There were 885 housing units, of which 6.3% were vacant. The homeowner vacancy rate was 0.6% and the rental vacancy rate was 14.4%.

Stapleton CDP, Alabama – Racial and ethnic composition Note: the US Census treats Hispanic/Latino as an ethnic category. This table excludes Latinos from the racial categories and assigns them to a separate category. Hispanics/Latinos may be of any race.

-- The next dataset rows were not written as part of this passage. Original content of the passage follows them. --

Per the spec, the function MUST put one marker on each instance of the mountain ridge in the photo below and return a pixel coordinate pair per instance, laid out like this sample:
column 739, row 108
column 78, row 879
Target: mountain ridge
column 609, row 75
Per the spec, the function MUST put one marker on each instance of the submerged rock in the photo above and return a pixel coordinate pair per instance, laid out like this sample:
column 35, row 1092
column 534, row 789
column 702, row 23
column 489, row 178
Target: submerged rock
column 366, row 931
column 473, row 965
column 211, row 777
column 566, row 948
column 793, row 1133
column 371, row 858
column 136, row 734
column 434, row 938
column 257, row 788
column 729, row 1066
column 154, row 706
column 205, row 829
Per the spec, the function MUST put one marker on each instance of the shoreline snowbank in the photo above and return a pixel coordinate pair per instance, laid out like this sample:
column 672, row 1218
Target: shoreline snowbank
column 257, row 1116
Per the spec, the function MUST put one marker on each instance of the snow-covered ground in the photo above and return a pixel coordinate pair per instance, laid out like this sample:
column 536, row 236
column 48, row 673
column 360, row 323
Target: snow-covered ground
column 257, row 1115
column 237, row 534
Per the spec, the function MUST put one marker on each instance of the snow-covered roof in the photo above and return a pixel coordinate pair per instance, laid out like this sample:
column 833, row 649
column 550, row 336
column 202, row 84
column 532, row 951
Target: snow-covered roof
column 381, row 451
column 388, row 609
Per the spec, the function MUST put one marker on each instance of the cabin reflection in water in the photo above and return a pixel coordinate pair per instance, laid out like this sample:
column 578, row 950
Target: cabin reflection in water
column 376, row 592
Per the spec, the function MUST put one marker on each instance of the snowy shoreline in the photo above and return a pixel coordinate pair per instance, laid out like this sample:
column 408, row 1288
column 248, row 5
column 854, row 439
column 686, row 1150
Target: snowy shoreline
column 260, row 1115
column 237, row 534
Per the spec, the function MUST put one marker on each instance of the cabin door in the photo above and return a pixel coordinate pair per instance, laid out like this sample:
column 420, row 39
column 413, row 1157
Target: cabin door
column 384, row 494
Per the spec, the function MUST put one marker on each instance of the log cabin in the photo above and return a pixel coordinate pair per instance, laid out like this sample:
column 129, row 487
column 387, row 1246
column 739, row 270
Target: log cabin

| Race / Ethnicity (NH = Non-Hispanic) | Pop 2020 | 2020 |
|---|---|---|
| White alone (NH) | 1,934 | 87.39% |
| Black or African American alone (NH) | 43 | 1.94% |
| Native American or Alaska Native alone (NH) | 20 | 0.90% |
| Asian alone (NH) | 14 | 0.63% |
| Native Hawaiian or Pacific Islander alone (NH) | 0 | 0.00% |
| Other race alone (NH) | 12 | 0.54% |
| Mixed race or Multiracial (NH) | 121 | 5.47% |
| Hispanic or Latino (any race) | 69 | 3.12% |
| Total | 2,213 | 100.00% |

==Education==
Stapleton is zoned to schools in the Baldwin County Public Schools. Stapleton Elementary School serves Pre-K through 6th grade. Grades 7 through 8 attend Bay Minette Middle School. Grades 9 through 12 are zoned to Baldwin County High School. The students can participate in band starting in sixth grade, but are also exposed to many other opportunities at their after school program.